I have been pressing on in recent days, to replace almost every desktop application I use with something better.
It started with
dbMail, which I'm deploying on a mysql server on my local workstation. I haven't finished the deployment I want (which will be on an encrypted fs, hopefully), but the basics are working well enough.
Then, last week, I have been slowly migrating to Firefox 3.5, which has noticeably improved performance. Half of that is because the new version is faster. The other half is the fact that I've been using the same Firefox profile for years - probably since it was called Firebird. cleaning out the cruft and surgically adding back settings and configs deliberately has doubtless made things cleaner.
Last night, of course, there was the discovery of Aqualung for playing audio. I think I'm going to have it feed a local icecast server, so I can stream to my laptop in the other room (although it overheats way too easily, meaning I can't really leave it on when I'm not using it).
Tonight, was the trickiest search: replacing KMail. Since I was using dbmail as my backend, My choice of frontends was a lot more portable. I didn't have to think about migrating my data between this new choice. dbmail's mysql db should make anything pretty fast.
Ever since KDE4 came out, holy hell, has KMail been annoying. over the past year, the pet peeves have been piling up. Things like only including selected text in a message when replying, sporadic timeouts, and the fact that it leaves unencrypted traces of bits of messages and URLs I click on from email in strange places are starting to pile up.

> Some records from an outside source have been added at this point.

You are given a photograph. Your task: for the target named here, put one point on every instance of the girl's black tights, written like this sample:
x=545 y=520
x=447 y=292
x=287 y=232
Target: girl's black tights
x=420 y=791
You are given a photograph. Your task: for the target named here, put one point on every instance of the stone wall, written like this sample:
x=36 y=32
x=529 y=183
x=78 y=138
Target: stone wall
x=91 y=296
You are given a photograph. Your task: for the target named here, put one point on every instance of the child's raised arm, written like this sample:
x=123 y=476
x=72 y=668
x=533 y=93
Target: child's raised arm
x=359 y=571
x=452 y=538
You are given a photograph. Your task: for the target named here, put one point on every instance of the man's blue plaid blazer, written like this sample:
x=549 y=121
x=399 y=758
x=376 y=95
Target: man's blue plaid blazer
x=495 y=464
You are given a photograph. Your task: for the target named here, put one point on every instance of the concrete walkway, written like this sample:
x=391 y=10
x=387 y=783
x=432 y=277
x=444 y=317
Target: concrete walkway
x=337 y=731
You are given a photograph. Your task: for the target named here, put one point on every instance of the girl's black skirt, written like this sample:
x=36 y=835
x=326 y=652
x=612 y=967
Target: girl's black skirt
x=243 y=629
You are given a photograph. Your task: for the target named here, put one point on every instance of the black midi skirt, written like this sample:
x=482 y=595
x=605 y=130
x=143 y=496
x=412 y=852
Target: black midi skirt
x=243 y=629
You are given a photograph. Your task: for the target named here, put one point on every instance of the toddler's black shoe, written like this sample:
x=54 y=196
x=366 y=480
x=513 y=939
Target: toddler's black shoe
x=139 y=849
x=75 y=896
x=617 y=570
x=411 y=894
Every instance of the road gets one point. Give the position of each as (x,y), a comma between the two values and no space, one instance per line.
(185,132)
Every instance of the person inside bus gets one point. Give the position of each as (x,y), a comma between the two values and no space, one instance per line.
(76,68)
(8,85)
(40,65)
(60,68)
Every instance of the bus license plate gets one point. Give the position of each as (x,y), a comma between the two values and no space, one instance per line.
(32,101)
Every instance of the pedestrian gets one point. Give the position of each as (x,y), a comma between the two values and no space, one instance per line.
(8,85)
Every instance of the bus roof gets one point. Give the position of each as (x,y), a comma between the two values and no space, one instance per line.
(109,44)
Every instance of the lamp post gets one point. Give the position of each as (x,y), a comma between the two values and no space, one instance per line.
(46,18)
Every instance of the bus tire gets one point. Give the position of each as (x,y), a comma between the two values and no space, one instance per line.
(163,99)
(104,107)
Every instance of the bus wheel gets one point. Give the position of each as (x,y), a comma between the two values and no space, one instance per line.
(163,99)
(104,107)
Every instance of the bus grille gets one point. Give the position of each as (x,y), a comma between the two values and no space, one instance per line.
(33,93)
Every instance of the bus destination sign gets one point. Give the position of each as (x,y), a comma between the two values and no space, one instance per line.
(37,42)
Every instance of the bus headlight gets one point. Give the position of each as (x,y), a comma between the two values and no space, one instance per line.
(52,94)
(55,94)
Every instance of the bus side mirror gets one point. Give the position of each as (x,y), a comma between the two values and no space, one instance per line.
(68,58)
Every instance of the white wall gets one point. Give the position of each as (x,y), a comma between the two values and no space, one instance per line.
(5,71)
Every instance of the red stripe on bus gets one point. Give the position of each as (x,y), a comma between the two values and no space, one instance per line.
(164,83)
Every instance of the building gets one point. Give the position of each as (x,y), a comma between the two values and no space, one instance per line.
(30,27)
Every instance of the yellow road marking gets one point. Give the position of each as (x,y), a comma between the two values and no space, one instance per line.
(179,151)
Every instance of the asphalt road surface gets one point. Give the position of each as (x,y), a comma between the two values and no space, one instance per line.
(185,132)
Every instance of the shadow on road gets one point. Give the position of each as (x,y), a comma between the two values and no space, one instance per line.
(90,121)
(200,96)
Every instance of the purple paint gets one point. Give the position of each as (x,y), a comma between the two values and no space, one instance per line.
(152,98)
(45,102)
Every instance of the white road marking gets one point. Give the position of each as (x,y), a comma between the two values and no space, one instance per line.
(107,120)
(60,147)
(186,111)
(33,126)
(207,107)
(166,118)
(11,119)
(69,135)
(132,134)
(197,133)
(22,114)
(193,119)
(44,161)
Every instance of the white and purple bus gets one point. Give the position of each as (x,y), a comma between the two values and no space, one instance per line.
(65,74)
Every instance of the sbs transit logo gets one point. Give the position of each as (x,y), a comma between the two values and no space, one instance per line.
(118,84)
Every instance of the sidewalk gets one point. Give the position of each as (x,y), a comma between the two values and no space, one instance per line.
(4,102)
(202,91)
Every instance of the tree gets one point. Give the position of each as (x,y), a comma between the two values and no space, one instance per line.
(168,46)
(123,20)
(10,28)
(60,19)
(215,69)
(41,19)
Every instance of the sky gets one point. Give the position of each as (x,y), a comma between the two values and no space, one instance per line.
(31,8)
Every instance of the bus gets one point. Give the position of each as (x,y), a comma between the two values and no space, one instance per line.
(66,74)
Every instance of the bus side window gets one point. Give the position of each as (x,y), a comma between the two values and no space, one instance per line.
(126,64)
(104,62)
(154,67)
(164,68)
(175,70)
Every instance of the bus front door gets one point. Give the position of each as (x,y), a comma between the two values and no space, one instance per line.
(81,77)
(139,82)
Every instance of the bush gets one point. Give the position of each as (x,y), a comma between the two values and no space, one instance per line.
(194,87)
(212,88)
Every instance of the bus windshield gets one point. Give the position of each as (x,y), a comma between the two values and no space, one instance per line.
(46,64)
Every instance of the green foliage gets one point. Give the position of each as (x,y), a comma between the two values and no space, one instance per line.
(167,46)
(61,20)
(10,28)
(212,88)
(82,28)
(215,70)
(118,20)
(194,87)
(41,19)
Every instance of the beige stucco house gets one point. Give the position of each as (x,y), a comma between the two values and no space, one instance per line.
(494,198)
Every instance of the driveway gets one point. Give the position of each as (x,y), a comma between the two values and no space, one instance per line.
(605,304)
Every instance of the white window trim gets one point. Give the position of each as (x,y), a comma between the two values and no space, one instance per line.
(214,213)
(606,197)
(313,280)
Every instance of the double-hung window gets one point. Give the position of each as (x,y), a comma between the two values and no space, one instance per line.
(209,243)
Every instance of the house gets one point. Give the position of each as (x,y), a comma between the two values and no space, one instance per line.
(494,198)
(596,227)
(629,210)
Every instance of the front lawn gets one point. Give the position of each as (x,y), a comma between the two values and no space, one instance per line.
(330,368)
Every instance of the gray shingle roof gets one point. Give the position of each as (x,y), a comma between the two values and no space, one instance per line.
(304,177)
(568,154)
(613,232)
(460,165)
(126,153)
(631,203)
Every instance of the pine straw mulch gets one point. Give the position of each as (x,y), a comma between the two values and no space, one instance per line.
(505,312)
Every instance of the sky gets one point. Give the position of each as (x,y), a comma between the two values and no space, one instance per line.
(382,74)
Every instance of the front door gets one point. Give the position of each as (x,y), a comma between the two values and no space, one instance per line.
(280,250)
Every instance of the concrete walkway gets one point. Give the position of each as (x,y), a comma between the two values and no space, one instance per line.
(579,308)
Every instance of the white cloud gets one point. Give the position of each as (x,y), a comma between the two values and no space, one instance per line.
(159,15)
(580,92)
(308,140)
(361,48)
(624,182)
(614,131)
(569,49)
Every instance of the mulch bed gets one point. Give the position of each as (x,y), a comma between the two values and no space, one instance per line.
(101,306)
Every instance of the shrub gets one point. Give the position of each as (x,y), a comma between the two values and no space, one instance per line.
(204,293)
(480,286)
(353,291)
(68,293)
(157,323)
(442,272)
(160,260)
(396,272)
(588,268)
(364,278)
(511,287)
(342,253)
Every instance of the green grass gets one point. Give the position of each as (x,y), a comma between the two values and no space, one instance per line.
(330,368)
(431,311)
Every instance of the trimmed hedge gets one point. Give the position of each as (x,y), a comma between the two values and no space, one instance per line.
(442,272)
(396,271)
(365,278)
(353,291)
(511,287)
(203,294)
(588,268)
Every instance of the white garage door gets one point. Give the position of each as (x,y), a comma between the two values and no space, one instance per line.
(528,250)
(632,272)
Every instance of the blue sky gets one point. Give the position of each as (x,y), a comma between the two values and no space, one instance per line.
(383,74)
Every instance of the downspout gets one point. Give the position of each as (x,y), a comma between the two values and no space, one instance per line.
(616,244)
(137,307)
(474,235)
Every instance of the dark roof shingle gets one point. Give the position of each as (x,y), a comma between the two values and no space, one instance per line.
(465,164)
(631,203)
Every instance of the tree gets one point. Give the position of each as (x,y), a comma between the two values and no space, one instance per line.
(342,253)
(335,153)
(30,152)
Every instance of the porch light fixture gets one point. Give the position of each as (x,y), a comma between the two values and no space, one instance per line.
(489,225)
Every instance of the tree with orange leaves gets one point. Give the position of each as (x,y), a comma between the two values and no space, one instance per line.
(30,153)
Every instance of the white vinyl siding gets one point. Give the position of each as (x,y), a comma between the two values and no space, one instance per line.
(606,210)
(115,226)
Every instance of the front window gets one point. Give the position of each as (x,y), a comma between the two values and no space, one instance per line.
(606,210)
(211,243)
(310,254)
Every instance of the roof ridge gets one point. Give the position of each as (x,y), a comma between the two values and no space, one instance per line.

So I went and checked out some of the trendier webmail packages. I figured, as long as I could use them to access an IMAP server, they couldn't be all bad. I'm not sure if I WANT to pile yet another application into the hands of the browser, so that it all crashes down at the same time, but I looked at it at least. I've never seen Gmail, frankly, but I hear it's fast "ajaxy" and innovative. It just doesn't make sense to me to let Google have my email, when I run a mailserver for dozens of people on my own. While nice and light, webmail packages like
roundcube seemed a bit... skimpy for what I wanted. Plus, the AJAX designs in some of these packages essentially end up breaking the web. I would do things I expect to be able to do with links in a browser, like opening a message in a new tab, only to find out I could only open the message by
double clicking it, which would replace the message list window with the message display window, which would make me take FOREVER to navigate through my inbox. Webmail that attempts to fuse email and the web, and manages to break BOTH is not a step up.
So I went back to look at the leaders in desktop email clients, and tried them out using IMAP accounts, instead of the old-fashioned POP3. I found some old, old, nasty bugs in Mozilla Thunderbird, which looked so promising, with the advanced tagging and saved searches features they came up with for 2.0. I couldn't believe it, but saved searches and message filtering conditions WILL NOT WORK, period, on an IMAP account if you're planning to use any but the most popular email headers. Mailing Lists headers? perhaps. but User-Agent? Forget it. This bug has been haunting Mozilla for years, but they don't seem to want to fix it.
I toyed with Evolution for awhile, but in comparison with Thunderbird, it was too slow. The interface design was awkwardly cryptic. I even toyed with the idea of going back to mutt, my favorite text console client from days of yore, which I still fire up when doing maintenance on my inboxes and archives from time to time.
But then, after search through package caches for long forgotten email clients, much like for aqualung last night, I found the second tier clients - the ones that aren't popular because they're MADE for geeks. This one had what I wanted
Claws Mail big, nasty, robust command-line filtering facilities I could use to pass messages through to shell scripts, python, or php. Slim and fast. Old and stable. Very confgurable, like people used to make fun of KDE for being. Unlike Thunderbird, it allows IMAP-based searching of obscure email headers to be done quickly. It doesn't technically have saved searches, but I quickly noticed that the "quicksearch history" began to fill up as I used it, and that that history is stored in a plain-as-can-be text file in the preferences directory, so it would be pie to feed pre-set searches to that file prior to starting it up if I want them.
And then, I remembered waaay back, when I used to use this client, one of the things I loved about it, that I never saw anywhere else: numeric scoring. You can assign a score to a message based on filter conditions. It's like tagging, but with finger grained control. Tagging is nice and all, but what I wanted to do with them is set a way to subtly and precisely SORT messages, based on how their filter scores allow them to bubble to the top, or sink like a stone, in my inbox.
There's a lot to do to get this working, but I'm guessing I'm going to be happy with this application.
Next stop: moving from XFCE4 to GNOME!